Mi hijo me ha dado hoy una de esas lecciones que suelen dar los niños. Dos minutos para la entrada en el cole. Carrera va, carrera viene, como muchas mañanas. A veces me doy cuenta de que el reloj de los niños no cuenta como el nuestro. A veces no. En más de una ocasión me descubro metiendo prisas desabridas, como si sirvieran de algo. Y me siento mal.
Hoy, a las 8:59, caminábamos por el lateral de la verja del colegio, sin querer acelerar. Alcanzada la meta, me paro un poco antes de la cuenta y le doy el beso de despedida. Siempre procuro tomarme tiempo para ese beso, porque soy consciente de que Gabriel está creciendo y temo el momento en que me diga «mamáaaa, aquí no», como les ha pasado ya a otras madres.
Cuando ya me había dado la vuelta para dirigirme al coche, noto un tironcito en el brazo. He llegado a pensar -ya está, alguna que me viene a contar algo para la asociación de padres- Me vuelvo y allí estaba Gabriel, muy serio.
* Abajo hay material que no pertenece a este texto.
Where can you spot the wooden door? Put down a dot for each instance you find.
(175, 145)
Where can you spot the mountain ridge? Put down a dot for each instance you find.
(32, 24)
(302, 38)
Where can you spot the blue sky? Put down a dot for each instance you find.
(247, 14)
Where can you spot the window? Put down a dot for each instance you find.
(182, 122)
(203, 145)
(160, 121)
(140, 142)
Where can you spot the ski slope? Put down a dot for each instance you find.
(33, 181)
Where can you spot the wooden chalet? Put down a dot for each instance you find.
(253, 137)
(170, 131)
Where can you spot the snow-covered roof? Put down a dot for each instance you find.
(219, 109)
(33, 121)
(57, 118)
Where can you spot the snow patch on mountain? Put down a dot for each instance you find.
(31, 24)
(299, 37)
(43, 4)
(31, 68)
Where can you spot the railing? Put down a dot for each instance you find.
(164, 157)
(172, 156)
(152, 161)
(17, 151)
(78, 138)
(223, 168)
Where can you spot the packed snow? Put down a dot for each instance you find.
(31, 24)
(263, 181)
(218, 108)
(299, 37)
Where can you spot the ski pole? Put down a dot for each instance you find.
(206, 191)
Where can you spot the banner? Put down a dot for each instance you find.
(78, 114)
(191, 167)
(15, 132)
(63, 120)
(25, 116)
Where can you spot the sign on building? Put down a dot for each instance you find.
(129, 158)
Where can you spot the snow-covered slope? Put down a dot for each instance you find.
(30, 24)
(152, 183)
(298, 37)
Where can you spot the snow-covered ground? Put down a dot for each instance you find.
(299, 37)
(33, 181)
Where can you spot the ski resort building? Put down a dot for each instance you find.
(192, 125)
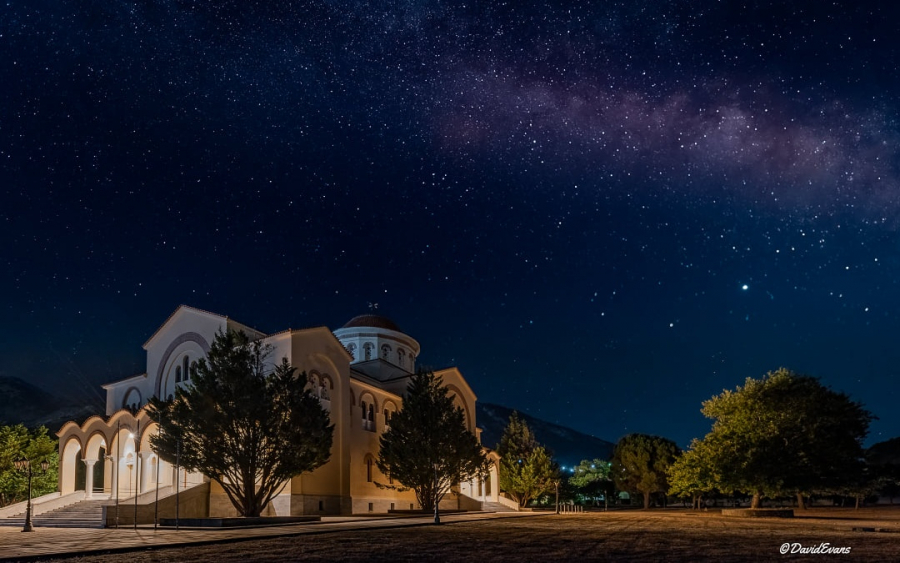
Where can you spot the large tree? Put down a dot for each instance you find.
(593, 478)
(428, 448)
(17, 442)
(527, 470)
(246, 425)
(784, 434)
(640, 464)
(690, 476)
Repaso mentalmente » ¿qué nos habremos dejado esta vez?» . Pregunto: -¿Qué pasa ?, consciente de la puerta que se abre y de la riada de colegiales que empieza a disminuir…
-«Que te has dejado el abrazo» contesta con brazos abiertos que no admiten esa porquería del «no llegamos». Me agacho, recibo uno de los mejores abrazos del mundo mundial y lo veo sonreír satisfecho mientras dice:- «Así, sí». Se da la vuelta con la mayor tranquilidad y entra en la escuela, sin ser consciente de que, una vez más, ha vuelto a dejarme claro qué es lo que importa.